World’s largest sovereign wealth fund must do better on human rights, report argues

  • Date

    Fri 26 Apr 19

The world’s largest sovereign wealth fund is failing to meet the United Nation’s Guiding Principles on Business and Human Rights, claims a new report, providing lessons for all businesses linked to conflict zones.

The report, by Dr Chiara Macchi, Dr Tara Van Ho and Luis Felipe Yanes of the Essex Business and Human Rights Project, examines the expectations placed on all investors in respect to human rights, focusing on the example of the Norwegian Government Pension Fund – Global (Statens Pensjonsfond Utland, or SPU, in Norwegian), and investments that fund has made in businesses linked to human rights abuses in the Occupied Palestinian Territories (OPT).

The authors conclude that the SPU’s Human Rights Due Diligence (HRDD) has been insufficient, the operation of its internal Council on Ethics requires reform, and that it should provide remedies and reparations where its investment strategy has contributed to the infringement of individuals’ human rights. 

The SPU’s investments in Hewlett-Packard Enterprise Co and Motorola Solutions are provided as specific examples where the fund could be contributing to breaches of human rights. 

Dr Van Ho said: “Businesses are implicated in a wide range of human rights issues in the OPT, ranging from illegally taking natural resources, to building the controversial and illegal border wall, to using water and other services that are denied to Palestinians on a discriminatory basis. SPU currently invests in some businesses that specifically contribute to some of these violations - they need to do a better job identifying those businesses and responding to their impacts.”
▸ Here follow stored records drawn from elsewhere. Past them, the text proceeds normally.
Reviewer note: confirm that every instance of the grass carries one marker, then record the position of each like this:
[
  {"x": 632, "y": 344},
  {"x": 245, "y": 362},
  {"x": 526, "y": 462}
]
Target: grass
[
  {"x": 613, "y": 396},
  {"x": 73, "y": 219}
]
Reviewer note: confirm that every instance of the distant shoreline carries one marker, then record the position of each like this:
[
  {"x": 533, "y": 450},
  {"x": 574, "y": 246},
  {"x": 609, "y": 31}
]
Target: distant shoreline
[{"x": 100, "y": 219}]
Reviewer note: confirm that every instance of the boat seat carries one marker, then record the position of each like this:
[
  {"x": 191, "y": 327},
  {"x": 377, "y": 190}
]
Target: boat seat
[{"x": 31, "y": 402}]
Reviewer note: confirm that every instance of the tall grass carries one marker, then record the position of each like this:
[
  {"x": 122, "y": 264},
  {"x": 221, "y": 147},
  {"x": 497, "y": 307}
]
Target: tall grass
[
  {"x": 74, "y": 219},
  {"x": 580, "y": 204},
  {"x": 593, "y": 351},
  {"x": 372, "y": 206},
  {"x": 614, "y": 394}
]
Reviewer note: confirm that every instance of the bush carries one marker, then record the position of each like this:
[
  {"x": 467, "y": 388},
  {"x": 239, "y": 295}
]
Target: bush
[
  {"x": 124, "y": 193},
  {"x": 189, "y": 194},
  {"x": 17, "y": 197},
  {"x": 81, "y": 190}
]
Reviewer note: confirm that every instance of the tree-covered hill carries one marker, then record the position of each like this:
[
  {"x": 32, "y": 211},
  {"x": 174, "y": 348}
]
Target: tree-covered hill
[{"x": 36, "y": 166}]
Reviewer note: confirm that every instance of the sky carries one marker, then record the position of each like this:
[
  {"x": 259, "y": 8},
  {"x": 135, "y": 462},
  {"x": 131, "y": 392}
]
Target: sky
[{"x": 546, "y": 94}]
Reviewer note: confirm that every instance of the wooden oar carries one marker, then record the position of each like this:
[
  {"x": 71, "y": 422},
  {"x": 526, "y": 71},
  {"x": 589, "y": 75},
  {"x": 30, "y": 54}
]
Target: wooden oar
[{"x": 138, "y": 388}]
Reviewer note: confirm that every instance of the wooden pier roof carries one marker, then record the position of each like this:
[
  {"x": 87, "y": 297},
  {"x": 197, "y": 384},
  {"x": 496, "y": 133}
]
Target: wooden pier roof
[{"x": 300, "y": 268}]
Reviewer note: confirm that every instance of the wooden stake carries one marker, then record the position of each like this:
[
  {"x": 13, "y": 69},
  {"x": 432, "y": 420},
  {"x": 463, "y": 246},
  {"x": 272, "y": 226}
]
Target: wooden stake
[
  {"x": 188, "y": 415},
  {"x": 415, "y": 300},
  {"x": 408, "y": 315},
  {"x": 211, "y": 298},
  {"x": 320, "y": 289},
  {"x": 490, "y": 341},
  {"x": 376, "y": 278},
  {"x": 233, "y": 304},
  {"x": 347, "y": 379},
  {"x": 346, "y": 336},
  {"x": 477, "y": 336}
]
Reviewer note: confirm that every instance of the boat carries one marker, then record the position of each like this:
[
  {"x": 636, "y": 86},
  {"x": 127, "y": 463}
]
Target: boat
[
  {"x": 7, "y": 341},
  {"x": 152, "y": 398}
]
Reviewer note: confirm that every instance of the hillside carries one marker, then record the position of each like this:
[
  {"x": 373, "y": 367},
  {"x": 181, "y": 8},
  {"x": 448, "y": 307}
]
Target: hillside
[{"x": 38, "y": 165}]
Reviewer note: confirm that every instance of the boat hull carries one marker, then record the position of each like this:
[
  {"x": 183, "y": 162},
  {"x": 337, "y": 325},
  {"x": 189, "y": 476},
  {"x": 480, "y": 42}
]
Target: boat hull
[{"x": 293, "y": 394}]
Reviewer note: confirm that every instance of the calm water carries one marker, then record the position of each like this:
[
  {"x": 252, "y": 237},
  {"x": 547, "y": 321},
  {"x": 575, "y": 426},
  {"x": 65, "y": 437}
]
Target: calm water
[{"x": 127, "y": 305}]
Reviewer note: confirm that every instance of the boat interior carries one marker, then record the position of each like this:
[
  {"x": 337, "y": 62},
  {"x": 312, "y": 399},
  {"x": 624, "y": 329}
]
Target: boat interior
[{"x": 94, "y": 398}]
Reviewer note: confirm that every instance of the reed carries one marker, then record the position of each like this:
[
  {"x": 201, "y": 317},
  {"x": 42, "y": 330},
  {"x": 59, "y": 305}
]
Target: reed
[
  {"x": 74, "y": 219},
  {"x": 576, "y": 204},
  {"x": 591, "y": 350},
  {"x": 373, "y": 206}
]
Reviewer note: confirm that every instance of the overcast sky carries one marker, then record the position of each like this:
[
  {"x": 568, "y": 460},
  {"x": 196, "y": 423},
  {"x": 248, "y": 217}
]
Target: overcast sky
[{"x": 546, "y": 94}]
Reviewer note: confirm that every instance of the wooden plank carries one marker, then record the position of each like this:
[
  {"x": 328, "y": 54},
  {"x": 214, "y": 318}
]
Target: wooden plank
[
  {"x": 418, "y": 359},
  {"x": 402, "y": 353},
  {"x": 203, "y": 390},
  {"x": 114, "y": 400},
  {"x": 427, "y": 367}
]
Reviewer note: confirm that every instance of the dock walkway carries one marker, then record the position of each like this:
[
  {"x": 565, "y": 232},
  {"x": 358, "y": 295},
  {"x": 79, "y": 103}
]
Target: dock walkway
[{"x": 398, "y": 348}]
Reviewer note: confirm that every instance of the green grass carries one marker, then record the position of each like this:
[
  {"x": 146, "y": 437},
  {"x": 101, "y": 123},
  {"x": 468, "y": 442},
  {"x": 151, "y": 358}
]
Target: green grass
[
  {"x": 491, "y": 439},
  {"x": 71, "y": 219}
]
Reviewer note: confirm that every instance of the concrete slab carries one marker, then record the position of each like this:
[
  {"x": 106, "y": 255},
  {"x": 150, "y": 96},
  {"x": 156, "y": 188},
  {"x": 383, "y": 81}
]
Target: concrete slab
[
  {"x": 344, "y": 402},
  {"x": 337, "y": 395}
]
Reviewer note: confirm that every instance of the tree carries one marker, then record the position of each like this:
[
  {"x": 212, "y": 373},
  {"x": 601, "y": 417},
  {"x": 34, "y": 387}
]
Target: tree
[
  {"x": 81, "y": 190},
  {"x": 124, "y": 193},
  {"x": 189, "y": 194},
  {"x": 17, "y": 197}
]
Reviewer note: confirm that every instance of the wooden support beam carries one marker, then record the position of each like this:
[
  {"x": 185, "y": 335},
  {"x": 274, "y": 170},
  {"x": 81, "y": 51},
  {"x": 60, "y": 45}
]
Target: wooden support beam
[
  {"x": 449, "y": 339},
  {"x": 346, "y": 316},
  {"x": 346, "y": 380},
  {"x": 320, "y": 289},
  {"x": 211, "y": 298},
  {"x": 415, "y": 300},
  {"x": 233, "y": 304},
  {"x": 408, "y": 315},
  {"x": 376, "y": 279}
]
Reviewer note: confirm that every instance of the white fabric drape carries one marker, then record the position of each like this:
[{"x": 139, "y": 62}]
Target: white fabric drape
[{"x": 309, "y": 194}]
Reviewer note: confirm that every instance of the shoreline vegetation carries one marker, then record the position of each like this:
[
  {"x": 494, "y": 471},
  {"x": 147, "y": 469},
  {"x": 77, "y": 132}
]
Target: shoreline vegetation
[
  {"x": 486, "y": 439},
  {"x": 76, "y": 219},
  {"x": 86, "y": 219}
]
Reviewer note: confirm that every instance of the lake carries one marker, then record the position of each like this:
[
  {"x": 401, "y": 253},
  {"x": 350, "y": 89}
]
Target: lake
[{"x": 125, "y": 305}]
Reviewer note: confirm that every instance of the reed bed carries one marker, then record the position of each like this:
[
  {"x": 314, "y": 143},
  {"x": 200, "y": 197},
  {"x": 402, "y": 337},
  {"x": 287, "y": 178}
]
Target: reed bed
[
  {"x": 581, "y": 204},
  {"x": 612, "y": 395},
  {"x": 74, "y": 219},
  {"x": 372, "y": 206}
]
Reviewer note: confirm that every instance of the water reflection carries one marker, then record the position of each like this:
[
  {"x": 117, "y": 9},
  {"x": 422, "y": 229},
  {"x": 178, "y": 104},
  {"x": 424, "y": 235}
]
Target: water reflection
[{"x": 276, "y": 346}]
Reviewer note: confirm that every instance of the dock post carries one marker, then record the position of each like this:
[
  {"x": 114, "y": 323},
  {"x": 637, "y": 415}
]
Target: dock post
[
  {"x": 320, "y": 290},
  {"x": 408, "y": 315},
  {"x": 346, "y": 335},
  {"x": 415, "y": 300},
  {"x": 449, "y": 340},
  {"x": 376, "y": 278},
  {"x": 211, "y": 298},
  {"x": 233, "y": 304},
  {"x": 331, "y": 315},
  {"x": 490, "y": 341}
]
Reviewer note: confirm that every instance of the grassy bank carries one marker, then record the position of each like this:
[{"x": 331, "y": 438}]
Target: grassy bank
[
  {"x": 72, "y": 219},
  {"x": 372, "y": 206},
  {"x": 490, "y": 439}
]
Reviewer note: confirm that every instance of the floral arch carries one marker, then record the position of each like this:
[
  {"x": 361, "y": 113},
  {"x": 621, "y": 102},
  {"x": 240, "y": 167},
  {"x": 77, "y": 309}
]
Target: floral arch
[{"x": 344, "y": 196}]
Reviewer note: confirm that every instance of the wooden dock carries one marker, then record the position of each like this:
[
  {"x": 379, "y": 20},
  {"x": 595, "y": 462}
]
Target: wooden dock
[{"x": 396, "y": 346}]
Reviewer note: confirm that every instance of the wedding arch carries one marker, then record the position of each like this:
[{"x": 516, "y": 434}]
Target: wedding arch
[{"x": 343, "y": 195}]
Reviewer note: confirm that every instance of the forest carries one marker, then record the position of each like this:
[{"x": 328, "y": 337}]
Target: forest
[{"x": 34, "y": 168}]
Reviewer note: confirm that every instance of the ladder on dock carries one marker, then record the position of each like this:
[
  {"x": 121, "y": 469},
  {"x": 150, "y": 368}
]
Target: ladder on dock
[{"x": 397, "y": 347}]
The Norwegian government has endorsed the UN Guiding Principles on Business and Human Rights, which the team used as its framework, as the “gold standard for responsible business conduct.”
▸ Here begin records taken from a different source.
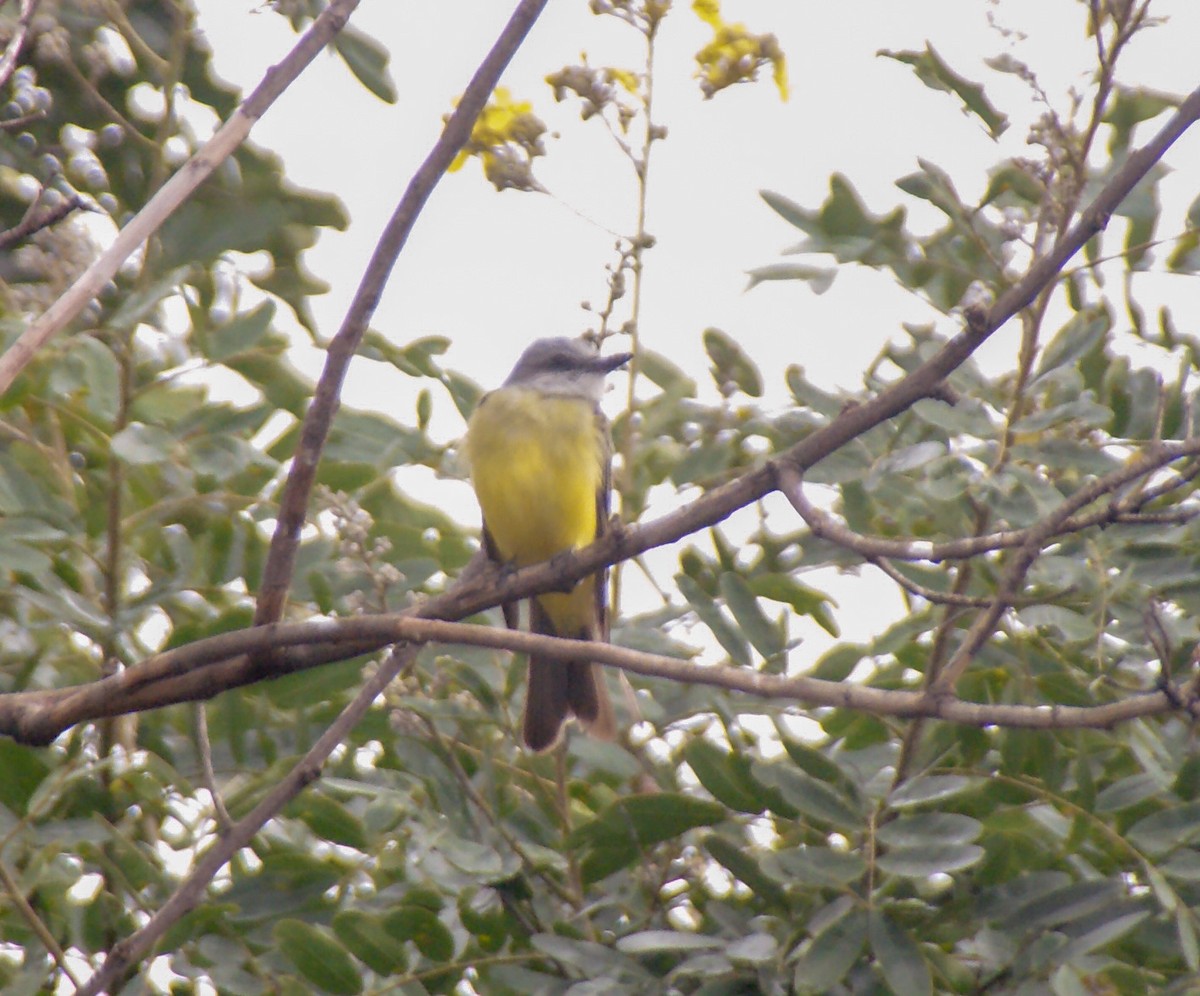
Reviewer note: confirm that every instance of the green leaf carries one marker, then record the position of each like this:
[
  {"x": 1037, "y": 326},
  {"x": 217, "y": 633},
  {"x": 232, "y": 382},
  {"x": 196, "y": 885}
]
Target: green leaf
[
  {"x": 929, "y": 789},
  {"x": 420, "y": 925},
  {"x": 1168, "y": 828},
  {"x": 726, "y": 775},
  {"x": 1187, "y": 933},
  {"x": 23, "y": 771},
  {"x": 1078, "y": 337},
  {"x": 928, "y": 859},
  {"x": 367, "y": 940},
  {"x": 819, "y": 279},
  {"x": 100, "y": 373},
  {"x": 241, "y": 333},
  {"x": 664, "y": 373},
  {"x": 665, "y": 941},
  {"x": 803, "y": 599},
  {"x": 742, "y": 864},
  {"x": 835, "y": 665},
  {"x": 1065, "y": 905},
  {"x": 930, "y": 829},
  {"x": 753, "y": 949},
  {"x": 621, "y": 834},
  {"x": 1127, "y": 792},
  {"x": 328, "y": 819},
  {"x": 711, "y": 615},
  {"x": 899, "y": 958},
  {"x": 933, "y": 71},
  {"x": 367, "y": 59},
  {"x": 832, "y": 953},
  {"x": 816, "y": 799},
  {"x": 731, "y": 365},
  {"x": 821, "y": 867},
  {"x": 765, "y": 635},
  {"x": 143, "y": 444},
  {"x": 317, "y": 957}
]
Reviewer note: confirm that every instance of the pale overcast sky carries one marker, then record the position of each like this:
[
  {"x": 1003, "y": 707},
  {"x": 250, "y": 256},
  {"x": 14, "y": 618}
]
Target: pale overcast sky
[{"x": 493, "y": 270}]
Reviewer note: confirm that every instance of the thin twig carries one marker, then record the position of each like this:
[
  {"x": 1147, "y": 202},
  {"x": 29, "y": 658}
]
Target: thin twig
[
  {"x": 35, "y": 221},
  {"x": 36, "y": 924},
  {"x": 35, "y": 717},
  {"x": 174, "y": 192},
  {"x": 129, "y": 951},
  {"x": 12, "y": 51},
  {"x": 298, "y": 487}
]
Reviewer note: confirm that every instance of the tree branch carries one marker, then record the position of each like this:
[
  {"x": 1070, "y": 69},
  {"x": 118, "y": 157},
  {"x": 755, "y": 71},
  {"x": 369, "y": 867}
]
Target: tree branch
[
  {"x": 294, "y": 501},
  {"x": 129, "y": 951},
  {"x": 174, "y": 192},
  {"x": 36, "y": 717}
]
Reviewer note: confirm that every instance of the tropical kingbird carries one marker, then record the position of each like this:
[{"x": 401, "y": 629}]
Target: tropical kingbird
[{"x": 540, "y": 454}]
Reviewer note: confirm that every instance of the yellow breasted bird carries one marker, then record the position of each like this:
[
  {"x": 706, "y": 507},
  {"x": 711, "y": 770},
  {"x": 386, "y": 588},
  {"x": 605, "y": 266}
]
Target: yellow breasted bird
[{"x": 540, "y": 454}]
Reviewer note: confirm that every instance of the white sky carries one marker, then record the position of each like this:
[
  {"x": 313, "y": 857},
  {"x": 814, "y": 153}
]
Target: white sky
[{"x": 491, "y": 271}]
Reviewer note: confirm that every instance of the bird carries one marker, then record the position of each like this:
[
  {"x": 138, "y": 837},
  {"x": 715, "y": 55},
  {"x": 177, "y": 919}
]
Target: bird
[{"x": 540, "y": 453}]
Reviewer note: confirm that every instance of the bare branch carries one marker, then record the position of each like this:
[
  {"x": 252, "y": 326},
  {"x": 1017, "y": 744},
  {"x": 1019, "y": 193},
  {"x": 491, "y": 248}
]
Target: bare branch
[
  {"x": 12, "y": 51},
  {"x": 174, "y": 192},
  {"x": 130, "y": 949},
  {"x": 1127, "y": 509},
  {"x": 1149, "y": 460},
  {"x": 294, "y": 502},
  {"x": 203, "y": 669},
  {"x": 36, "y": 220}
]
Dr Macchi explained: “Under the Guiding Principles, businesses are expected to respect human rights even where the state fails to meet its own international obligations to protect human rights. To meet this expectation, businesses, including investors, must always undertake human rights due diligence to identify the risks they pose, and take steps to mitigate or remediate any negative impacts they have.”

Luis Felipe Yanes said: “Due to the severity of the violations in the OPT, and the potential for any business in the Territories to be implicated in those violations, all investments linked to business operations in the OPT should be subject to enhanced due diligence."
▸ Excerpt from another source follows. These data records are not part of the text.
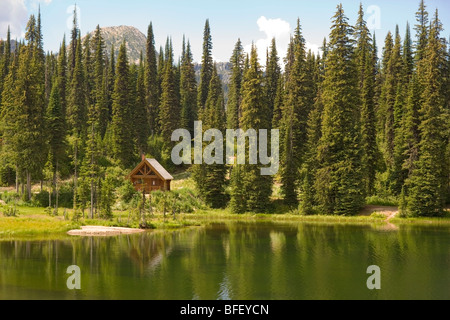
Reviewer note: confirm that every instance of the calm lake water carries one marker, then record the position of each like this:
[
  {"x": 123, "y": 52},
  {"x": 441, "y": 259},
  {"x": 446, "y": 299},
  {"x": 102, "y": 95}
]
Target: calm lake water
[{"x": 239, "y": 261}]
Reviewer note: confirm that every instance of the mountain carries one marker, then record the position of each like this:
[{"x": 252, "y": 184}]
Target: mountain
[{"x": 136, "y": 41}]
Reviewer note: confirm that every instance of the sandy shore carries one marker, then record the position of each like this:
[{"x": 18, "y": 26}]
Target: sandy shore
[{"x": 103, "y": 231}]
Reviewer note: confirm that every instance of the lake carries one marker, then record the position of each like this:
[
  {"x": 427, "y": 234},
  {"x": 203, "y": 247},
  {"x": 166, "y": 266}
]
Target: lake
[{"x": 238, "y": 261}]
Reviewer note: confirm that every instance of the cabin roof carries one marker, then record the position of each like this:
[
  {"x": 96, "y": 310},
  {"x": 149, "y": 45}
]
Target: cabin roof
[{"x": 156, "y": 166}]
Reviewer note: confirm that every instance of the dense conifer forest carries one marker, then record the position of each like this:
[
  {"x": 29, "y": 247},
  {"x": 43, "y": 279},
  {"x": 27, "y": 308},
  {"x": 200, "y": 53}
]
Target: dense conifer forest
[{"x": 352, "y": 125}]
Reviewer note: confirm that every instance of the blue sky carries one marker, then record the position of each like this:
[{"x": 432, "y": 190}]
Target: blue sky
[{"x": 251, "y": 20}]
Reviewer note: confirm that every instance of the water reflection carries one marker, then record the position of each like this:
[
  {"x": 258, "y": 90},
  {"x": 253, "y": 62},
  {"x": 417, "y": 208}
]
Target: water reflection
[{"x": 234, "y": 261}]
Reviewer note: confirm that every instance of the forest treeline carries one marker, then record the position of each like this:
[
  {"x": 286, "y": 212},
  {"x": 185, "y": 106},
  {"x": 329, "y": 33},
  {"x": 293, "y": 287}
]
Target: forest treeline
[{"x": 351, "y": 125}]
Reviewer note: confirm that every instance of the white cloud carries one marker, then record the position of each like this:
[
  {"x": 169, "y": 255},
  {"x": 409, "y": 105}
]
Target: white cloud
[
  {"x": 273, "y": 28},
  {"x": 13, "y": 13}
]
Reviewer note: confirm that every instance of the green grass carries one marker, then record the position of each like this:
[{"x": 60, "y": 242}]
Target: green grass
[{"x": 382, "y": 201}]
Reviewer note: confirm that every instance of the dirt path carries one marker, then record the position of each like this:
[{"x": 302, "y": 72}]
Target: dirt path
[{"x": 103, "y": 231}]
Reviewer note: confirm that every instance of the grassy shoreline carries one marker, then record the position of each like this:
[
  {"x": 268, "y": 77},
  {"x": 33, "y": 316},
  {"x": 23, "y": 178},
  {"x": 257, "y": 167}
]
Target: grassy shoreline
[{"x": 35, "y": 222}]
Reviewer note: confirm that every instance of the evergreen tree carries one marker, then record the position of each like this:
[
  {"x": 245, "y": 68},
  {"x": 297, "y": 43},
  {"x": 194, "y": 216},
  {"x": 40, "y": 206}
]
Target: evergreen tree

When addressing the human rights impacts of businesses they invest in, investors are encouraged to use leverage where possible, with divestment a last resort. Unfortunately, the authors argue, the gravity of the situation in the OPT means divestment may now be necessary in most cases. 

In addition to the OPT, territories in Western Sahara, Northern Cyprus, Syria’s Golan Heights, Eastern Ukraine, Crimea (Ukraine), South Ossetia (Georgia), Abkhazia (Georgia), and Transnistria (Moldova) are all under occupation. 

The SPU has a current value of over one trillion US dollars, making it the largest sovereign wealth fund in the world. A sovereign wealth fund is a state-owned investment fund used to benefit the country's economy and citizens.